Album Review: Lomelda – ‘Hannah’

Posted: by The Editor

Texas musician Hannah Read has been releasing warm, visceral songs under the name Lomelda since 2016. Much like the project’s name, which Read has said is a made-up word meaning “the echo of the stars,” its songs are ethereal. It’s not uncommon for them to be as forceful as a scream, but delivered just above a whisper. Read has never needed to overdo anything to get her point across. On Hannah, her newest LP, Read has taken the intimate nature of her songwriting even further. Much of its content feels pressed against her soul. Her words may be audible to us, but they’re being sung for her. The record was recorded and scrapped three separate times, and that commitment to getting things just right more than paid off. 

This is especially true of “Hannah Sun.” The record’s final single is possibly the best thing Read has ever done. Thematically about a struggle to connect with others, she sings of a life full of travel and seems to leave pieces of herself in each city named. The wistful mood builds before all falls away but Read’s voice. The last line “Hannah, do no harm” is one that will immediately catch you. Read is reminding herself of this, but it makes you look reflexively at your own behavior. Read’s name-checking on the closer, the tranquil “Hannah Please,” focuses less on her connecting to other people, but to the world at large. It leaves us with a promise, “Swear I try / I’ll be sky / Somehow.”
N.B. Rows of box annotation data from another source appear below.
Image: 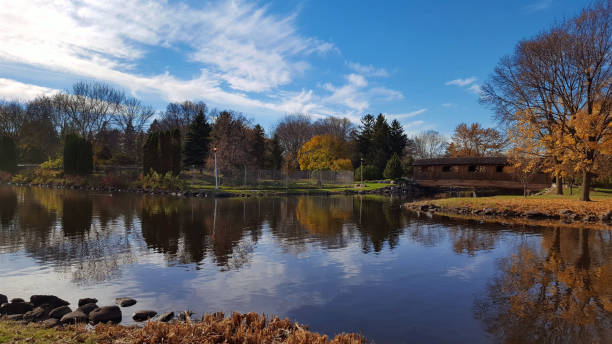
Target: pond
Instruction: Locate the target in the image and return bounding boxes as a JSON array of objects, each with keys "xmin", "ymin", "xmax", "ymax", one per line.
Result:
[{"xmin": 0, "ymin": 186, "xmax": 612, "ymax": 343}]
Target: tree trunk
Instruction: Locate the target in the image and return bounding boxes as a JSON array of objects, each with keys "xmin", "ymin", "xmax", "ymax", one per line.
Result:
[
  {"xmin": 580, "ymin": 171, "xmax": 591, "ymax": 202},
  {"xmin": 556, "ymin": 173, "xmax": 563, "ymax": 195}
]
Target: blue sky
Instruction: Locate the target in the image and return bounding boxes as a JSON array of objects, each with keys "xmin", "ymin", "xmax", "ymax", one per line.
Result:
[{"xmin": 0, "ymin": 0, "xmax": 588, "ymax": 134}]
Read’s previous record M for Empathy was notably sparse in its arrangement, with no drums throughout. This approach has been sidelined here, and some of the record’s finest moments reach the heights they do precisely because of their percussion. Songs like “Both Mode” and “Reach” are made into proper rock songs that shift and build. 

“It’s Lomelda” moves at the pace of contemplation and touches on the names of two artists who seem to be vague influences on the record itself. Frankie Cosmos is the more obvious parallel, with their similarly floating indie rock arrangements. Despite their musical differences, I still see echoes of Frank Ocean, particularly in how he’s able to capture emotion. The mood in Read’s voice, like Ocean’s own delivery, is so palpable that you experience them feeling the weight of their own words. Take the lyrics in one of Hannah’s highlights, “It’s Infinite.” They don’t paint the complete picture, only giving us brief glimpses into the world Read is encountering, but we still get a feel for how she feels interacting with it. We still understand what she is understanding at that moment. 

Hannah is from its title to its execution, the most thoughtful self-titled record in recent memory. So often eponymous releases are used as a filler in a band’s later career, no reason behind it, just a lack of creativity. Hannah is a letter to Read herself, full of mantras to live by, and is truly named after herself. She could have named it after the project, but giving it her first name is even more poignant.